For fixed hours workers you would need to take the weekly contractual hours, divide this by 7 and multiply by the number of days in the calendar month you are processing to get your “usual hours”.
Employee works 40 hours a week (fixed contractually) for £2000 pcm. The employee was furloughed from 1st May and is now flexibly furloughed from 1st July on 25 hours per week.
The number of usual hours for the month of July = 40 / 7 * 31 = 178 (round up to nearest whole number)
Number of actual working hours in July = 108
Number of furlough hours = 178 – 108 = 70 hours
Both sets of hours calculations need to be kept in your records, and the actual working hours must be reported on the payroll and payslip.
Employee’s maximum furlough wage = 2000 * 80% = £1600
Flexible furlough pay = £1600 * 70 / 178 = £629.21
As the claim is for July the employer can claim the full furlough amount in their grant, but in later months this would need to be pro-rata’d further before you claim.

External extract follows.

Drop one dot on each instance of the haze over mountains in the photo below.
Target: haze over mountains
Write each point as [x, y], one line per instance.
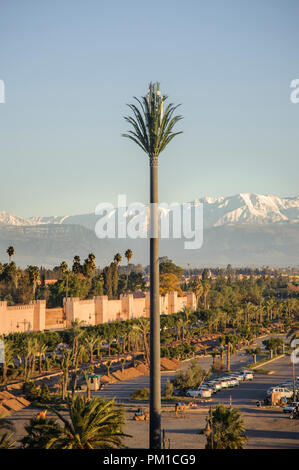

Two final points to remember:
- Your relevant ERNIC and ER Pension for July will need to be pro-rata for any flexible furlough before you make a claim
- From July you can only make claims within single calendar months but you can have small claim periods – for example you cannot make a claim for an earnings period that runs 6th of July to 5th of August, due to the changing claim guidelines, you would have to calculate a claim up to the 31st of July (i.e. including ERNIC and ER Pen), then from 1st August to 5th August (without ERNIC and ER Pen) would go into your full August claim.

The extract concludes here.